E.........solid......x.......2x
pH = 10.14 pOH = 14-10.14 = 3.86
pOH = -log(OH^-)
Solve for OH^- = about 1.4E-4 but that's approximate. That means (M^2+) = 1/2 that.
Ksp = (Mg^2+)(OH^-)^2
Substitute and solve for Ksp.

Mr. DrBob222,

would you mind explaining that a little more? I do not completely understand what is happening in the problem. Also, how do you know that Mg^2+ is half of OH^-?

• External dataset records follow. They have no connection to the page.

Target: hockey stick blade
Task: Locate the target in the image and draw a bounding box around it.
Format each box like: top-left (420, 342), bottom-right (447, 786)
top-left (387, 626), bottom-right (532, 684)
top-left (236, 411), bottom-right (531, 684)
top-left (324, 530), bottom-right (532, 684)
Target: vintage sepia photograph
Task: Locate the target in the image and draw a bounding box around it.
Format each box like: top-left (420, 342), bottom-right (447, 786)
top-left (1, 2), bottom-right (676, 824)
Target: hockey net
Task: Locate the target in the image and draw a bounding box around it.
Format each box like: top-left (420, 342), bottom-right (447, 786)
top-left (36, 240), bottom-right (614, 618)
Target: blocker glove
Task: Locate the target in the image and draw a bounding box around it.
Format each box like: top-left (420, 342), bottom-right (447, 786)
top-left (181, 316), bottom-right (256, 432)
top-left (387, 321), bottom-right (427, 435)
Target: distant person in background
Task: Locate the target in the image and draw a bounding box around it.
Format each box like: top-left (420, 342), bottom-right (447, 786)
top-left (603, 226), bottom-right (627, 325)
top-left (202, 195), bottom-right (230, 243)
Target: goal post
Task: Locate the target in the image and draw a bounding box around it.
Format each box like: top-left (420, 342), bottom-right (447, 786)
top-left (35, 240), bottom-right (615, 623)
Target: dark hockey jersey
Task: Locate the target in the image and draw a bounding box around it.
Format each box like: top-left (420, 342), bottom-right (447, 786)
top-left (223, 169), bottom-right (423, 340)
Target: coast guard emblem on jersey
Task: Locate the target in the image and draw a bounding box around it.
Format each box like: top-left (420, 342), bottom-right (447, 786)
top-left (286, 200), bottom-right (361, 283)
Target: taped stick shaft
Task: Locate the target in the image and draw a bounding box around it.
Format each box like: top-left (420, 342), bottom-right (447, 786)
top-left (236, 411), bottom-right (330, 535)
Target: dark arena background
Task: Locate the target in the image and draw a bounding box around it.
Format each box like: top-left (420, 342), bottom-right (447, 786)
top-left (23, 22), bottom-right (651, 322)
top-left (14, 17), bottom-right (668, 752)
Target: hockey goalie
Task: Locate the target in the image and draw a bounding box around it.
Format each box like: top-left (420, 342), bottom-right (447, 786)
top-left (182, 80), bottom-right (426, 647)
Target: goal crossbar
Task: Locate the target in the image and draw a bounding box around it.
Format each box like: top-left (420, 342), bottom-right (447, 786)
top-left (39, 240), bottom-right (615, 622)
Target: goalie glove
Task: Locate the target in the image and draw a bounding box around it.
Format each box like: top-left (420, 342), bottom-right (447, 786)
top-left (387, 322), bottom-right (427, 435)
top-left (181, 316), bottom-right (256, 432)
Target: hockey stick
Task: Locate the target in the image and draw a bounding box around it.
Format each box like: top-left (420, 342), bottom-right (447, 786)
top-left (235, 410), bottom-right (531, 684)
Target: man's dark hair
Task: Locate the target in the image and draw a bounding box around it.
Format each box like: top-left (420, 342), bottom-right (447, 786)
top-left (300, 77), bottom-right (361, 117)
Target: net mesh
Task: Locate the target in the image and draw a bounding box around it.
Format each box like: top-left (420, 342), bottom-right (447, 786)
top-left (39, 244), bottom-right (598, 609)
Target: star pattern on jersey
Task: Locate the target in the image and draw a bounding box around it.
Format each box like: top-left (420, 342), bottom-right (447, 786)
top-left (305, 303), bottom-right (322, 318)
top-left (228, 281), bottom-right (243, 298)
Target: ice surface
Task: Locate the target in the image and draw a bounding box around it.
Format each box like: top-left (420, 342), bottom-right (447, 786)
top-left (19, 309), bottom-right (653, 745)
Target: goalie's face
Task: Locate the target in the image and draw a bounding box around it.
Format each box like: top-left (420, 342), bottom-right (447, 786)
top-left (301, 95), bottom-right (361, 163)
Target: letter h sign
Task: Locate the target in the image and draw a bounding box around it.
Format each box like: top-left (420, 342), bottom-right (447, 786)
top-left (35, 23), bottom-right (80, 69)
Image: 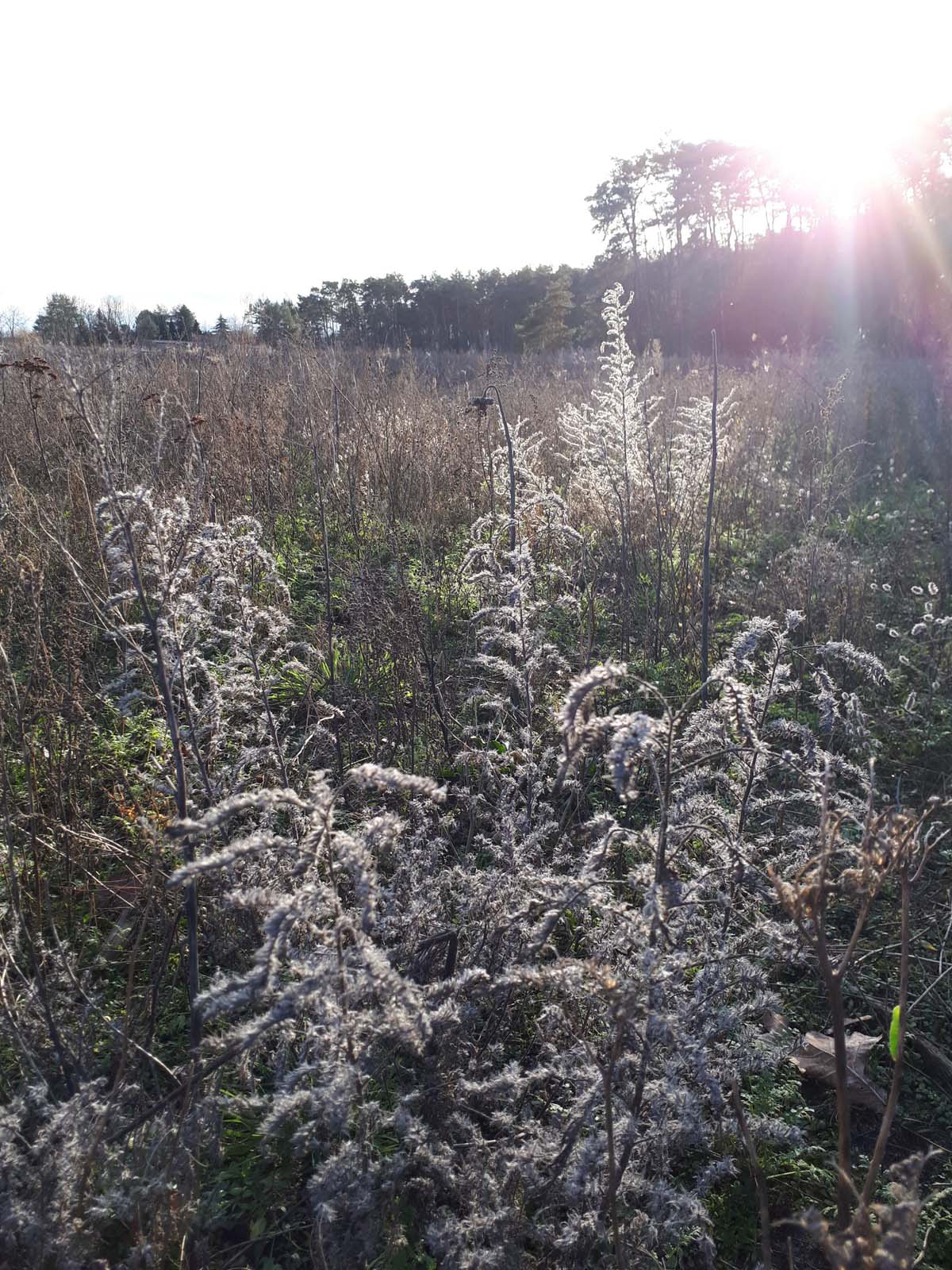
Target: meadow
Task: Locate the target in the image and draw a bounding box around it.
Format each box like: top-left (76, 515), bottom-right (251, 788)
top-left (0, 287), bottom-right (952, 1270)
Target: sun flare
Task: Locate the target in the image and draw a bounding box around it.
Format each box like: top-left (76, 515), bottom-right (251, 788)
top-left (770, 110), bottom-right (916, 217)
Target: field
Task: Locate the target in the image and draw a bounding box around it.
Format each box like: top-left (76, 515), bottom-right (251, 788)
top-left (0, 299), bottom-right (952, 1270)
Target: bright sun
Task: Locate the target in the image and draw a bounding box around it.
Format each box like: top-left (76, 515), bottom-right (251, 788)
top-left (770, 99), bottom-right (914, 216)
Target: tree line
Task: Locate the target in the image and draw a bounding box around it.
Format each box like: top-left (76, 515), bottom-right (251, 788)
top-left (17, 113), bottom-right (952, 356)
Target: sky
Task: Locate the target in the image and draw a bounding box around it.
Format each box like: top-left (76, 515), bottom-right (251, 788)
top-left (0, 0), bottom-right (952, 325)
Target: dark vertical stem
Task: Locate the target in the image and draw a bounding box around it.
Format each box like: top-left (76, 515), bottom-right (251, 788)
top-left (701, 330), bottom-right (717, 703)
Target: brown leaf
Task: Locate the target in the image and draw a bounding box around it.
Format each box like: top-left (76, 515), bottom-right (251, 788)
top-left (789, 1033), bottom-right (886, 1111)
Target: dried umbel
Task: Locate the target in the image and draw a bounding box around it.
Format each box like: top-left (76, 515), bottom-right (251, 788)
top-left (801, 1156), bottom-right (931, 1270)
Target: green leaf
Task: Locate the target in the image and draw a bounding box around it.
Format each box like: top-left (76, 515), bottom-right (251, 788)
top-left (890, 1006), bottom-right (900, 1063)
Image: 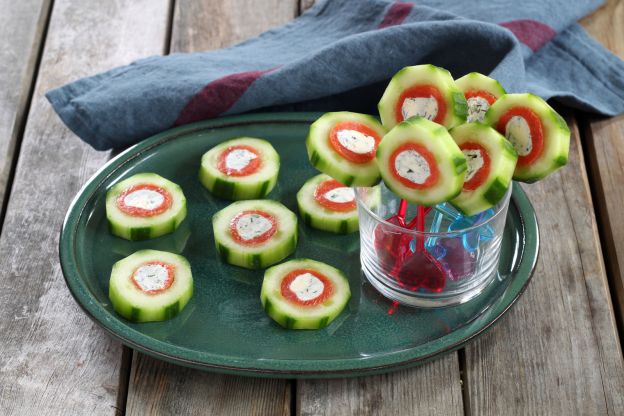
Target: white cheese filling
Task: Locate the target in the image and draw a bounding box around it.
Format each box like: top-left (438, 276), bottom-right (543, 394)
top-left (401, 97), bottom-right (438, 120)
top-left (288, 273), bottom-right (325, 302)
top-left (466, 96), bottom-right (490, 123)
top-left (505, 116), bottom-right (533, 156)
top-left (123, 189), bottom-right (165, 211)
top-left (236, 214), bottom-right (273, 241)
top-left (462, 149), bottom-right (483, 182)
top-left (133, 264), bottom-right (169, 292)
top-left (225, 149), bottom-right (258, 170)
top-left (323, 186), bottom-right (355, 204)
top-left (394, 149), bottom-right (431, 185)
top-left (336, 130), bottom-right (375, 155)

To find the Ksp (solubility product constant) of the salt M(OH)2 at 22°C, we need to use the pH value of the equilibrium solution. The pH of a solution is related to the concentration of hydroxide ions (OH-) in the solution.

First, we need to find the concentration of hydroxide ions in the solution. Since the pH of the solution is given as 10.14, we can use the formula:

pOH = 14 - pH

pOH = 14 - 10.14
pOH ≈ 3.86

Next, we convert pOH back to [OH-] concentration using the formula:

[OH-] = 10^(-pOH)

[OH-] = 10^(-3.86)
[OH-] ≈ 1.21 x 10^(-4) M

The concentration of hydroxide ions in the equilibrium solution represents the solubility of M(OH)2 because each M(OH)2 molecule dissociates into 2 OH- ions.

Therefore, [M(OH)2] = 2 [OH-]
[M(OH)2] ≈ 2 * 1.21 x 10^(-4)
[M(OH)2] ≈ 2.42 x 10^(-4) M

Now, using the concentration of M(OH)2, we can write the Ksp expression for the salt's solubility equilibrium:

Ksp = [M] * [OH-]^2

Since the concentration of M(OH)2 is double the concentration of hydroxide ions, we can substitute the values into the expression:

Ksp = (2.42 x 10^(-4)) * (1.21 x 10^(-4))^2
Ksp ≈ 3.31 x 10^(-11) M^3

Therefore, the Ksp of the salt M(OH)2 at 22°C is approximately 3.31 x 10^(-11) M^3.